Sample probability of predicting a P (score) Real Category
Y[0] 0.1 N
Y[2] 0.35 P
Y[1] 0.4 N
Y[3] 0.8 P
3. Take the truncation point to the score value in turn

The results of TPR and FPR are computed when the truncated point is sequentially 0.1,0.35,0.4,0.8. 3.1 truncation point is 0.1

Note that as long as the score>=0.1, its prediction category is the positive example.
At this point, because the score of the 4 samples is greater than or equal to 0.1, all samples have a forecast category of P.

scores = [0.1, 0.4, 0.35, 0.8]
y_true = [0, 0, 1, 1] 
y_pred = [1, 1, 1, 1]
1 2 3 1 2 3

TPR = tp/(TP+FN) = 1
FPR = fp/(TN+FP) = 1 3.2 Truncation point is 0.35

Description as long as the score>=0.35, its prediction category is P.
At this point, because 4 samples of score have 3 greater than or equal to 0.35. Therefore, the prediction classes for all samples have 3 p (2 predictions correct, 11 predictive errors), and 1 samples are predicted to be N (predicted correctly).

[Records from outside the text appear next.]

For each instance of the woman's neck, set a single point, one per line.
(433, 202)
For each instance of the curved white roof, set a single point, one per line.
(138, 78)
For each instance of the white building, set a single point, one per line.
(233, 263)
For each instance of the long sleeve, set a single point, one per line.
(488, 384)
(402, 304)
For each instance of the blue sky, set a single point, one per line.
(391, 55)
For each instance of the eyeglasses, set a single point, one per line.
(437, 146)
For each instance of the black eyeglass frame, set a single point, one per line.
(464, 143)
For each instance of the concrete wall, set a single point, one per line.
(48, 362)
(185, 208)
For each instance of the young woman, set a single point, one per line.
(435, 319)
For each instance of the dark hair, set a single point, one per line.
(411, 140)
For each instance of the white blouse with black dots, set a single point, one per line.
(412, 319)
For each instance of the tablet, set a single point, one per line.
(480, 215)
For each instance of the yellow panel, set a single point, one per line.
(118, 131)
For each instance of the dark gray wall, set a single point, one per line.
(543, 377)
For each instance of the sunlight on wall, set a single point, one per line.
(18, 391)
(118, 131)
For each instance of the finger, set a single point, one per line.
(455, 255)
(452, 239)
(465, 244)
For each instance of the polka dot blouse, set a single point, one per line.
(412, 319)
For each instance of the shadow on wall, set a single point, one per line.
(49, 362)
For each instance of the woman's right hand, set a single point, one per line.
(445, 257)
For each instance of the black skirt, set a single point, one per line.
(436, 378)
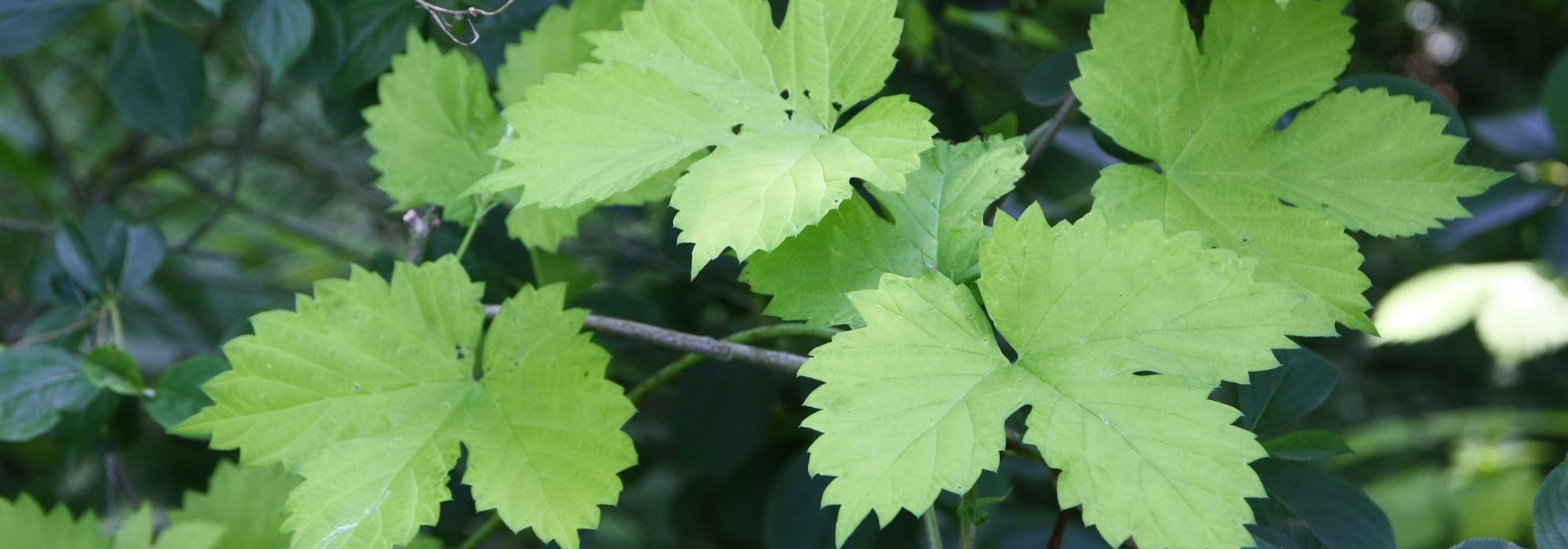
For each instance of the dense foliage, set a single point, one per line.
(1149, 321)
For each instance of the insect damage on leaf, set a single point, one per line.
(1207, 112)
(681, 76)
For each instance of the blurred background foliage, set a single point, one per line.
(231, 131)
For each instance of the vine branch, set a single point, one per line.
(253, 125)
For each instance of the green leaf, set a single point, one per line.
(180, 393)
(1334, 511)
(27, 526)
(1279, 398)
(432, 129)
(29, 24)
(556, 45)
(156, 79)
(1310, 445)
(686, 76)
(938, 225)
(374, 32)
(368, 390)
(1555, 96)
(278, 32)
(114, 369)
(247, 503)
(1552, 511)
(546, 438)
(37, 385)
(1352, 161)
(545, 228)
(915, 402)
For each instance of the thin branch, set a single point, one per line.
(703, 346)
(1047, 133)
(686, 363)
(1039, 140)
(57, 150)
(253, 125)
(206, 189)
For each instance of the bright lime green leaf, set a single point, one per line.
(938, 225)
(684, 76)
(545, 228)
(27, 526)
(247, 503)
(368, 390)
(1519, 313)
(435, 122)
(546, 443)
(556, 45)
(1359, 161)
(916, 401)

scores = [0.1, 0.4, 0.35, 0.8]
y_true = [0, 0, 1, 1] 
y_pred = [0, 1, 1, 1]
1 2 3 1 2 3

Contact Us

The content source of this page is from Internet, which doesn't represent Alibaba Cloud's opinion; products and services mentioned on that page don't have any relationship with Alibaba Cloud. If the content of the page makes you feel confusing, please write us an email, we will handle the problem within 5 days after receiving your email.

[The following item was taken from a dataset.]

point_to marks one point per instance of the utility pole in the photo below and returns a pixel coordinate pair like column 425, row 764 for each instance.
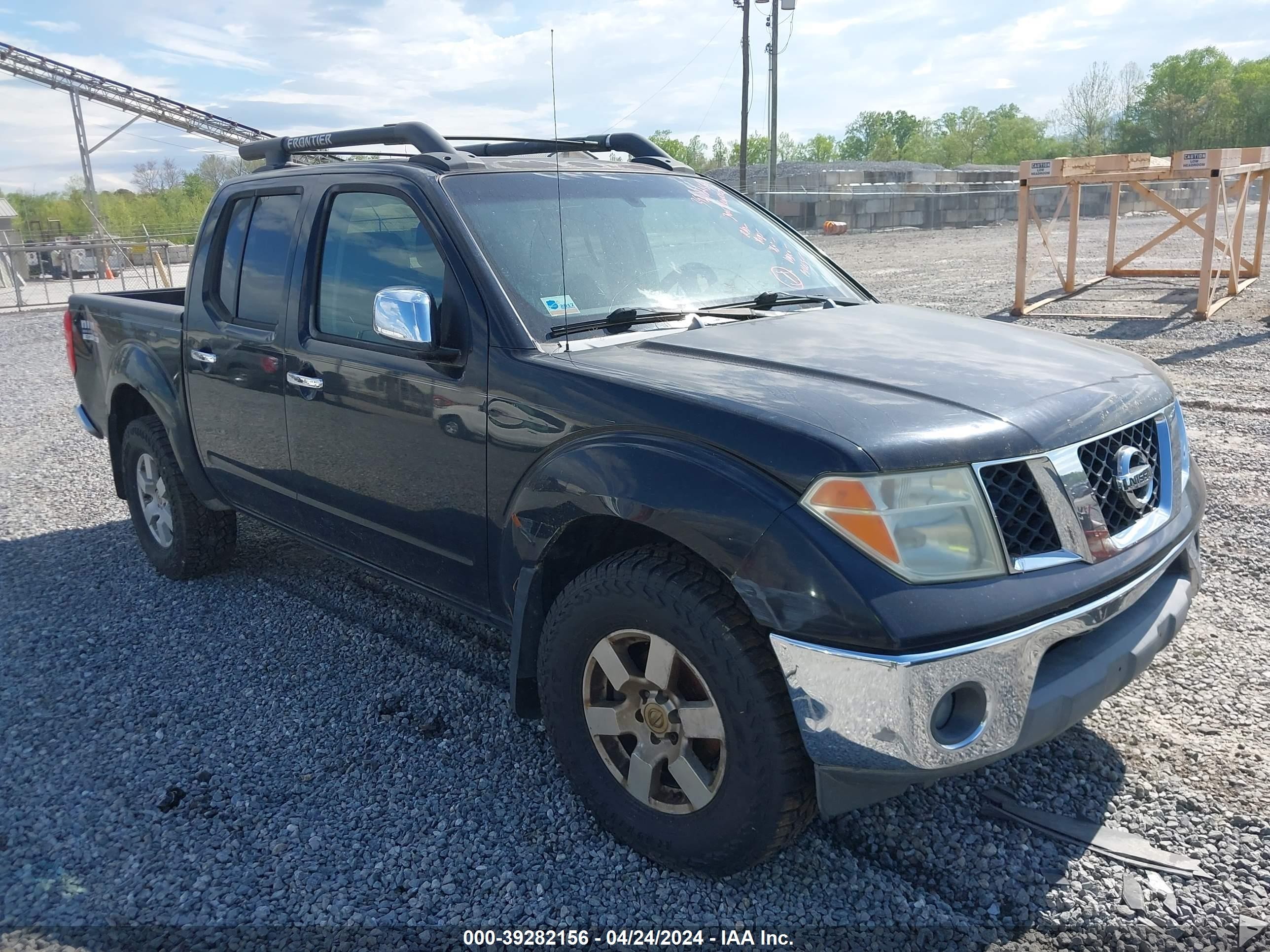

If you find any instances of plagiarism from the community, please send an email to: info-contact@alibabacloud.com and provide relevant evidence. A staff member will contact you within 5 working days.

A Free Trial That Lets You Build Big!

Start building with 50+ products and up to 12 months usage for Elastic Compute Service

  • Sales Support

    1 on 1 presale consultation

  • After-Sales Support

    24/7 Technical Support 6 Free Tickets per Quarter Faster Response

  • Alibaba Cloud offers highly flexible support services tailored to meet your exact needs.